In this guide,i recommend you use method 2 to access dashborad home page.It's easy to setup.

Now if you browse to status --> Targets, you will see all the Kubernetes endpoints connected to Prometheus automatically using service discovery as shown below.And you can see the heathy status of Endpoints.

Or you browse to Graph and enter `container_memory_rss` you'll see the memory used infos of your Nodes.

Install Kube State Metrics

Kube state metrics is a service that talks to the Kubernetes API server to get all the details about all the API objects like deployments, pods, daemonsets, Statefulsets, etc.Kube state metrics service exposes all the metrics on /metrics URI. Prometheus can scrape all the metrics exposed by Kube state metrics.

Following are some of the important metrics you can get from Kube state metrics.
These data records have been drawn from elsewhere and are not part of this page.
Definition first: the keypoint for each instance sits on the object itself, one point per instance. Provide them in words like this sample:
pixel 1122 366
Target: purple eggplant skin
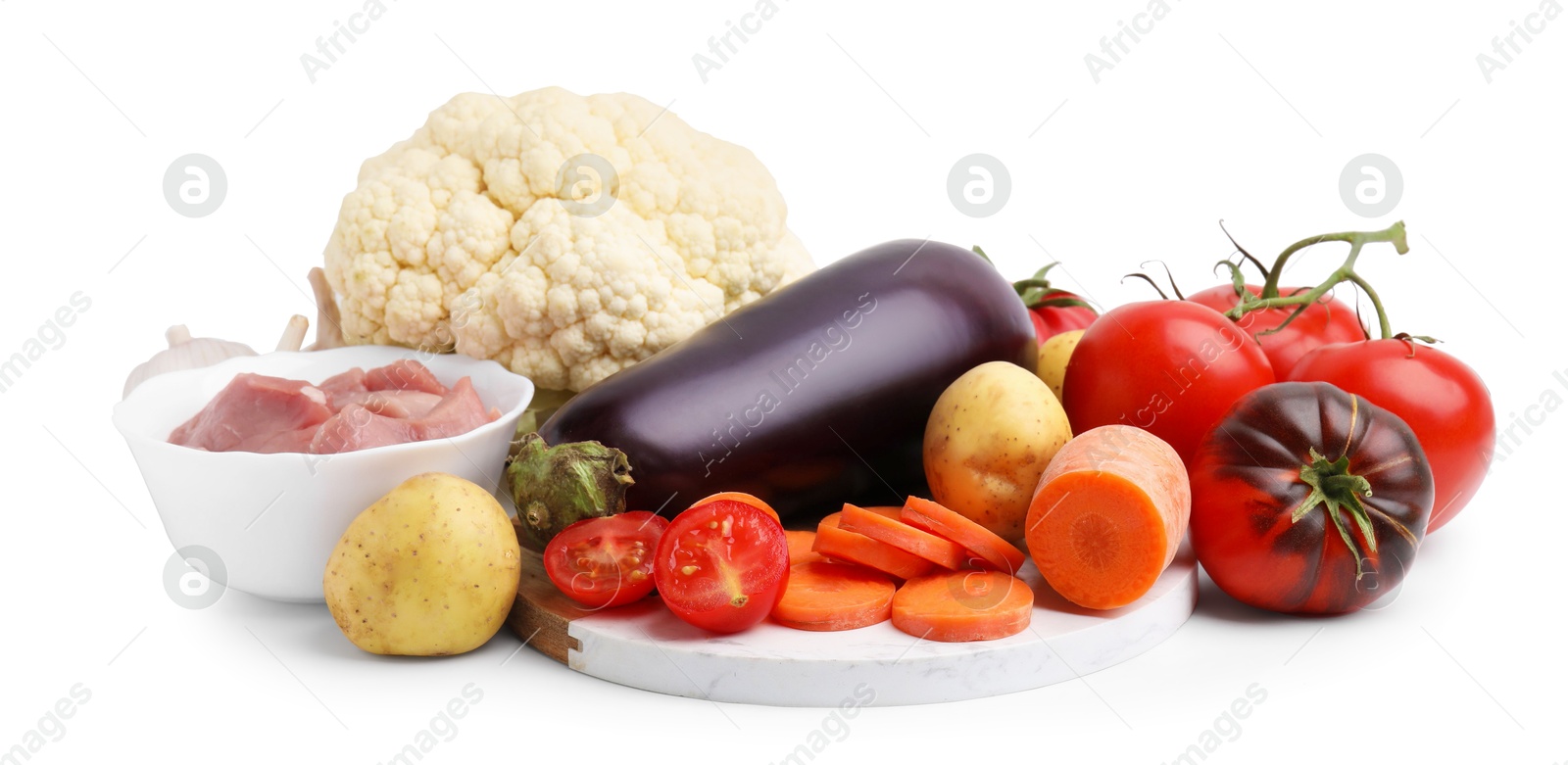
pixel 812 396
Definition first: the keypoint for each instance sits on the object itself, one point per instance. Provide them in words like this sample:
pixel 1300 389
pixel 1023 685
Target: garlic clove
pixel 294 334
pixel 328 320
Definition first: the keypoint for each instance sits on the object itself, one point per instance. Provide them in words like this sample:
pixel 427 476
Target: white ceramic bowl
pixel 273 519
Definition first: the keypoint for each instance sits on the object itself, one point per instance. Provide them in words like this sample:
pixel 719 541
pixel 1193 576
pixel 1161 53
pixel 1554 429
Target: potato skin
pixel 988 439
pixel 1054 357
pixel 428 569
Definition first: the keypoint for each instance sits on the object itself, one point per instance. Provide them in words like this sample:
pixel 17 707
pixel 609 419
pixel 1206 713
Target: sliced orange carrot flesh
pixel 1107 516
pixel 737 496
pixel 800 546
pixel 963 605
pixel 985 545
pixel 852 548
pixel 904 537
pixel 835 596
pixel 883 509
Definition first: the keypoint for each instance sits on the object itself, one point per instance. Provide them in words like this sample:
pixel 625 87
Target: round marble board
pixel 647 646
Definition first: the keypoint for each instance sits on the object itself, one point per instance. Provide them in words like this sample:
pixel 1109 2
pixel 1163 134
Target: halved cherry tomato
pixel 721 564
pixel 739 496
pixel 606 561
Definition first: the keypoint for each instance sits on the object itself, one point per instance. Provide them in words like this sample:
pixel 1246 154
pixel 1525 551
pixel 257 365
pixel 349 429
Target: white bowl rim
pixel 153 388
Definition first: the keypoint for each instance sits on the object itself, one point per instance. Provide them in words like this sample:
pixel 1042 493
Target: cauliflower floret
pixel 490 232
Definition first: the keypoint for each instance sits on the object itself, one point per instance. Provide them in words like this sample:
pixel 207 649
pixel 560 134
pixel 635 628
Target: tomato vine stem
pixel 1269 295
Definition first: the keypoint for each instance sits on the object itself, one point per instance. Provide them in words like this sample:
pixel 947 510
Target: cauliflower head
pixel 566 237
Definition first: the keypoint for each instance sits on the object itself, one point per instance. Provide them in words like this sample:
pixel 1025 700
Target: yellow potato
pixel 428 569
pixel 990 438
pixel 1054 359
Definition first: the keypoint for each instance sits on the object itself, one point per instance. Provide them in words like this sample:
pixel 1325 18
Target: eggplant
pixel 812 396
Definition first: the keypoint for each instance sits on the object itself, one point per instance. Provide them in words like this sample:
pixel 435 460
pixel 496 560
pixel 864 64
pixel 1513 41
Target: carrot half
pixel 985 545
pixel 737 496
pixel 800 545
pixel 963 605
pixel 852 548
pixel 835 596
pixel 1107 516
pixel 904 537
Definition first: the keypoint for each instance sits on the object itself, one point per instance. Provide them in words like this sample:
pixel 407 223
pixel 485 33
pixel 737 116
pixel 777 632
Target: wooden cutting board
pixel 647 646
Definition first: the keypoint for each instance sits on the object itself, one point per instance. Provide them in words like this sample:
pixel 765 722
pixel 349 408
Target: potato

Node status, Node capacity (CPU and memory)
Replica-set status (desired,available,unavailable,updated,etc)
Pod status (waiting, running, ready, etc)
Ingress metrics
PV, PVC metrics
Daemonset & Statefulset metrics.
Resource requests and limits.
Job & Cronjob metrics
more metrics

Install

You will have to deploy the following Kubernetes objects for Kube state metrics to work.

A Service Account
Cluster Role – For kube state metrics to access all the Kubernetes API objects.
Cluster Role Binding – Binds the service account with the cluster role.
Kube State Metrics Deployment
Service – To expose the metrics

All the above Kube state metrics objects will be deployed in the kube-system namespace

Let’s deploy the components. It's esay to deploy,you don't need change any files just run `kubectl apply`.
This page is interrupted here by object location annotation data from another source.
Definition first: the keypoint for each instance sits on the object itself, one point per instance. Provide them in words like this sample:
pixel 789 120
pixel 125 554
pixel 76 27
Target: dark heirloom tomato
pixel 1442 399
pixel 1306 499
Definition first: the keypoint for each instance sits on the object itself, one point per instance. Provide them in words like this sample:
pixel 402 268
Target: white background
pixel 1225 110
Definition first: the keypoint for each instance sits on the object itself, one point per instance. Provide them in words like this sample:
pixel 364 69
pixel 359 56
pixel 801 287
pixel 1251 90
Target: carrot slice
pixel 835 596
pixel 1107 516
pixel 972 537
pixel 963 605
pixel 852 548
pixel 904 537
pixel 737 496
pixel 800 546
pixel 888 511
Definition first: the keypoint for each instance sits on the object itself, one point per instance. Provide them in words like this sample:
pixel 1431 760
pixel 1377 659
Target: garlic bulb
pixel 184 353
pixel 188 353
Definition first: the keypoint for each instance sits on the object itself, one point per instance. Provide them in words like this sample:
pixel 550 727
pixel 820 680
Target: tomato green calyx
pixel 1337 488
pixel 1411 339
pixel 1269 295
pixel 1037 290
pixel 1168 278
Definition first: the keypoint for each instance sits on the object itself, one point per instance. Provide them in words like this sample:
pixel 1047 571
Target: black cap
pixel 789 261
tree kubernetes-state-metrics/
kubernetes-state-metrics/
├── cluster-role-binding.yaml
├── cluster-role.yaml
├── deployment.yaml
├── service-account.yaml
└── service.yaml

kubectl apply -f kubernetes-state-metrics/

kubectl get deployments kube-state-metrics -n kube-system
NAME                 READY   UP-TO-DATE   AVAILABLE   AGE
kube-state-metrics   1/1     1            1           29h

Kube state metrics can be added as part of the Prometheus. You need to add a job configuration to your Prometheus config for Prometheus to scrape all the Kube state metrics. If you have followed my prometheus guide, you don't have to add this scrape config. It is already setted in Promethues config file(as bellow).

  - job_name: 'kube-state-metrics'
        static_configs:
          - targets: ['kube-state-metrics.kube-system.svc.cluster.local:8080']

You can see the target status “up” after deploying kube state metrics.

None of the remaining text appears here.